The Sidetrade team spent a week in Sydney doing workshops and discussing possibilities, and before leaving they had signed an exclusive letter of intent. On 13 October, the EUR 37m (USD 43m) deal was announced, Sidetrade’s 10th global acquisition and largest to date.

Novasque said he will continue to use ChatGPT to identify acquisition targets in other regions. “Of course I’ll use it again; it’s the best banker I know, and it costs me USD 20 a month.” He said most bankers don’t want to screen the market for buy-side deals of the size that Sidetrade prefers. “Bankers prefer selling mandates to purchasing mandates,” he said, adding that he would definitely engage a banker for an exit.

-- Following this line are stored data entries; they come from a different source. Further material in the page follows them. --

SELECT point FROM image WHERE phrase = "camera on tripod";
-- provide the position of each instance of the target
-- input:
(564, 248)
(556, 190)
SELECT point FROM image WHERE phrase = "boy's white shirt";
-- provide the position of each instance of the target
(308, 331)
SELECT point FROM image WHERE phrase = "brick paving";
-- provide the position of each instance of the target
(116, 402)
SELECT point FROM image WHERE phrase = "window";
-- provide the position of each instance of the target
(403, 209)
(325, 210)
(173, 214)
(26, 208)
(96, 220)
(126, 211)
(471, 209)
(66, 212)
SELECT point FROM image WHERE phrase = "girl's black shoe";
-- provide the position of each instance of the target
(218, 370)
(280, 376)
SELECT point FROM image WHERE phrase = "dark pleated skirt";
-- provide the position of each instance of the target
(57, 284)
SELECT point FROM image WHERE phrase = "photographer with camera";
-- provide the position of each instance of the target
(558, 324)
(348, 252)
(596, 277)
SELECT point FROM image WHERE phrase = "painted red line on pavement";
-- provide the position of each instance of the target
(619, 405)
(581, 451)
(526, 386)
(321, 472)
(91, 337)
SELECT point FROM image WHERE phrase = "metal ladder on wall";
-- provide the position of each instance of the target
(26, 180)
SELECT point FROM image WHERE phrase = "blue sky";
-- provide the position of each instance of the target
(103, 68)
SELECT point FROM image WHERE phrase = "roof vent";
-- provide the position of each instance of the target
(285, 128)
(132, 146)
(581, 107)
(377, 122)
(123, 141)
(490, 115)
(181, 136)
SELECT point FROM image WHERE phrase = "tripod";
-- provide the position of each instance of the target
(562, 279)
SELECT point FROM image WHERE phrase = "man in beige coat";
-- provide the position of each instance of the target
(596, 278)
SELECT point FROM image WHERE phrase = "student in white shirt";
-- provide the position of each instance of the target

NYU’s Dhar, who is also the author of the upcoming book, Thinking With Machines: The Brave New World of AI, said, “I’m not surprised, and shocked at the same time,” hearing about the Sidetrade deal. While a large language model-based chatbot like ChatGPT “is surprisingly good most of the time,” and can “speak with authority and doesn’t sound stupid,” it can also get things very wrong. “It’s gathering up what people are saying about the top-10 companies in the Australian payment space,” which is subject to bias based on what a company or an influencer is saying on its behalf, or purely inaccurate information, he noted.

“It’s a dangerous road to go down, but it might have worked out well for him because he had the expertise” from nine previous acquisitions, Dhar said.

Where bankers can still add value, he and others agreed, is in the softer skills of due diligence and deal facilitation.

“We are using AI to sift large data sets, which is helping to create efficiencies at the junior level,” said a managing partner of a middle-market private equity firm. “But in our experience it isn’t replacing bankers, who are still very important in our opinion.”

“From the perspective of someone looking for professional advice, spending USD 200,000 to feel more comfortable about a USD 10m investment might be worth the spend, especially if there’s a need for local expertise or niche knowledge of a sector or product,” said Thomas Young, a Salt Lake City-based economist who is a writer with Canary Wharfian, a UK-based resource platform for finance careers.

Unlike the experienced Novasque, “a lot of the executives don’t have the transactional background to know where the pitfalls may be,” observed David Opalek, a director at the Columbus, Ohio-based lower-middle-market investment bank Lawrence, Evans & Co.

“Anybody who has any familiarity with large language models can draft a halfway decent query to identify an acquisition target, but to be able to execute that transaction is a whole other question. There’s still a place for a full-service banker.”